When I first saw the trailer to this film, I thought it was going to be a horror film in the same vein as 2019’s The Lodge. The trailer’s color grading, tone, and editing really made it appear as a horror and thriller film. However, in reality, it was more of a thriller and a bit of a comedy. This is a really clever way to properly subvert the audience’s expectations, as they go in with certain expectations and end up getting a different result. Subverting audience expectations in of itself is a very difficult task to do and can often ruin the film’s quality if not done properly. However, Weekend Healer not only succeeds in subverting our expectations, it does so spectacularly.
After viewing the film, I felt it is fairly similar to Sofia Coppola’s On The Rocks. Both films deal with a main character who thinks their partner is cheating on them with someone else. They let their feelings of jealousy cloud their perception of reality and drive a rift in their relationship. The key difference is that Weekend Healer offers a far more realistic outcome of Mark’s insecurity and jealousy compared with the slightly more optimistic On The Rocks.

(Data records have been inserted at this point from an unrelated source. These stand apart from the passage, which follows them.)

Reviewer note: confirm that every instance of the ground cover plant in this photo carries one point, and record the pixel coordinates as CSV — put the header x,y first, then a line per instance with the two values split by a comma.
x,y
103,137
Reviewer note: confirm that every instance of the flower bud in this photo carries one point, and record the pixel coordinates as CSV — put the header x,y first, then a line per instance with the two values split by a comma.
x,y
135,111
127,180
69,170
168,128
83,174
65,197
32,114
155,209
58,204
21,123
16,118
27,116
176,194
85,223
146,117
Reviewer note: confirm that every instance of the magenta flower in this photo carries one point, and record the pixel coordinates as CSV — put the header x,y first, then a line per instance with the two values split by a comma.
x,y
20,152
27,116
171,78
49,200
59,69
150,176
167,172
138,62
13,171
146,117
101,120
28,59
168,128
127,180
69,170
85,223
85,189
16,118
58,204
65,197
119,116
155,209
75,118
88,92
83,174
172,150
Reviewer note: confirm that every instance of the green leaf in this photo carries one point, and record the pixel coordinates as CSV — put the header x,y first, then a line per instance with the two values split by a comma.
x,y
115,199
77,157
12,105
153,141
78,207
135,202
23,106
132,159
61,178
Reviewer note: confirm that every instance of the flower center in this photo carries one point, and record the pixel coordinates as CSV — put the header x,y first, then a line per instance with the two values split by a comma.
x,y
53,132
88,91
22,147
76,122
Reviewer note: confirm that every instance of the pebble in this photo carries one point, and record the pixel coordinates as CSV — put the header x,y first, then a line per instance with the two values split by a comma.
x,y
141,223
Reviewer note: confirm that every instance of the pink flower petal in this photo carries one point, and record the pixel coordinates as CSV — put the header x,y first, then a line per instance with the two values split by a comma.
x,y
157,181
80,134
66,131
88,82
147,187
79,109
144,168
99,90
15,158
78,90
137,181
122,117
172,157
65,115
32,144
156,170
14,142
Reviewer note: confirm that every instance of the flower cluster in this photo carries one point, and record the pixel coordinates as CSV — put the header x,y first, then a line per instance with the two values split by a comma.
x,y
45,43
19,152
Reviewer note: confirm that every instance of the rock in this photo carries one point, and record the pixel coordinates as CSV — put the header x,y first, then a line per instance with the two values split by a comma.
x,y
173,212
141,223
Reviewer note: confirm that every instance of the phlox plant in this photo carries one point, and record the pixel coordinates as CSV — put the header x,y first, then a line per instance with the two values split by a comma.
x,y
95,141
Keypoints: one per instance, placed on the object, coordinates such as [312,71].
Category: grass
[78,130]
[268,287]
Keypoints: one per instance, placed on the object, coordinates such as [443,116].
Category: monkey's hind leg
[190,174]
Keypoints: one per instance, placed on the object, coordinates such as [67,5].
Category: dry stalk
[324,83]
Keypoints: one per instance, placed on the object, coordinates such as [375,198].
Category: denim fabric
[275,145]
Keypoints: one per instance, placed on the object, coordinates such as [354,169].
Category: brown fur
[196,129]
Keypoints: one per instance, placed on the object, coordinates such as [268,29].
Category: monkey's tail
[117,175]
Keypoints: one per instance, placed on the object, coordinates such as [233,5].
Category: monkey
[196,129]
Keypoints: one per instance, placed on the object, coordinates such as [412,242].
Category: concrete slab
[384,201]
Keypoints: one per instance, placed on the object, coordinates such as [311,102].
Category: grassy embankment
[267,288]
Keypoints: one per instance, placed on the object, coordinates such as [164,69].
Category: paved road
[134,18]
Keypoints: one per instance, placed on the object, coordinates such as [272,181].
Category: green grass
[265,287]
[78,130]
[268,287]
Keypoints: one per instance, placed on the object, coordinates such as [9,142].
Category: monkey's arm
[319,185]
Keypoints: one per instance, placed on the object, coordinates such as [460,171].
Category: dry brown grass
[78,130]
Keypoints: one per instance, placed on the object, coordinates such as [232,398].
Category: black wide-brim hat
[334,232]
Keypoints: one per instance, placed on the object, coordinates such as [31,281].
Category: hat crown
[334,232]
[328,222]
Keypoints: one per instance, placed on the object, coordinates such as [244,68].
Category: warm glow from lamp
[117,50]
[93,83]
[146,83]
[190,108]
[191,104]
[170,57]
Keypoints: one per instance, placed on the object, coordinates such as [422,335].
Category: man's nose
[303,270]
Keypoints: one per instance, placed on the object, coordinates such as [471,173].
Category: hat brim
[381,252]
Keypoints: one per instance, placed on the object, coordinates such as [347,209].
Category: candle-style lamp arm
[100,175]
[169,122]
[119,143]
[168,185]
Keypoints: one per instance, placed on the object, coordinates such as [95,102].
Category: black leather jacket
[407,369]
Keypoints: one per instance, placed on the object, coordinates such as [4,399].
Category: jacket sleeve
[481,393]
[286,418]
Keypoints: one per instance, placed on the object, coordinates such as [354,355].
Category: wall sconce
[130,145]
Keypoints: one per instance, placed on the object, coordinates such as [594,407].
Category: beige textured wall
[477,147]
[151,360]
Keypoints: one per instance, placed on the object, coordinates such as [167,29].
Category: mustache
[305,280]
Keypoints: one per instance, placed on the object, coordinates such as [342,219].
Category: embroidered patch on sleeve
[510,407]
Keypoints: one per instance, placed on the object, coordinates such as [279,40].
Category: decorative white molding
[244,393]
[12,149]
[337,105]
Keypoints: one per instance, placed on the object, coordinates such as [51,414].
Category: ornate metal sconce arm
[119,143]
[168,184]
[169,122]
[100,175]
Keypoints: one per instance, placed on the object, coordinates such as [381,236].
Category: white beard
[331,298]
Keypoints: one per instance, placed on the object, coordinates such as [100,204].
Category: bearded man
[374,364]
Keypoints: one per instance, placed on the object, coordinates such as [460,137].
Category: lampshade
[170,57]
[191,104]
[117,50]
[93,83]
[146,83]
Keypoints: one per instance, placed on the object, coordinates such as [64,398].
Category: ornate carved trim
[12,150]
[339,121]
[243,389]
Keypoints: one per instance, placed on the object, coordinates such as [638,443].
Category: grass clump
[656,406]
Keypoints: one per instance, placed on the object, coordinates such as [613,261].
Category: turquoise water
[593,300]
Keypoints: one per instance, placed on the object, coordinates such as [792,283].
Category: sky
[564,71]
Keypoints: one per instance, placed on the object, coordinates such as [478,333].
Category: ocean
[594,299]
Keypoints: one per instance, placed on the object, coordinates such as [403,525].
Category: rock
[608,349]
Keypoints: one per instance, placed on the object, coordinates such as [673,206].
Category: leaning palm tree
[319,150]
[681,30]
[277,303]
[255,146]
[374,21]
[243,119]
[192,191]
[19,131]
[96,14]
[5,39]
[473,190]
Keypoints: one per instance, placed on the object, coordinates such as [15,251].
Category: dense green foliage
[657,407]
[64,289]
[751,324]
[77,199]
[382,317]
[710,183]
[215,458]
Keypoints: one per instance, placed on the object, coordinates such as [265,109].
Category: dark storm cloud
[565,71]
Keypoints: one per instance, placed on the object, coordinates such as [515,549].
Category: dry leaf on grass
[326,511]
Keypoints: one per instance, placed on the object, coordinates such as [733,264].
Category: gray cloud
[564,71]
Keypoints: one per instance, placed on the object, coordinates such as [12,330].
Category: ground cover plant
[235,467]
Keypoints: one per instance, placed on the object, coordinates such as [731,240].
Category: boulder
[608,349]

One thing I enjoyed about the cinematography was the balance of close ups and aerial shots. The film is well-edited with the back and forth close up shots of the characters conversing and doesn’t awkwardly cut back and forth like some films do. Meanwhile, the distant shots give a good window into the characters and their feelings. This rings especially true for the lead Mark, whose suspicions drive the conflict. We as the audience see everything through his eyes, for example, every time Rob appears on screen, ominous ambient music would play in the background, almost indicating a threatening presence to the audience.
Additionally, the film is pretty well written. The dialogue manages to feel very natural, and makes the characters feel like real people. Oftentimes in film, dialogue serves as either exposition or well-rehearsed monologues. In the case of Weekend Healer, the characters both stutter and repeat themselves, much like people do in real life. The characters in the film are all compelling to watch. Mark is an interesting POV character in his unreliability and entitlement. Katie is very likable and sympathetic, and Rob does a great job balancing the suspicion that the audience has with a very likable, well-meaning man that would be fun to be around.
Weekend Healer is a film that not only subverts your expectations, it also keeps you on the edge of your seat guessing what’s going to happen next. The characters are interesting and mostly enjoyable to watch, and the writing only adds to their believability. Robert Livings shows great range as a film director, perfectly adding subtle horror elements in a comedy thriller. With great cinematography and performances, this movie is worth a viewing!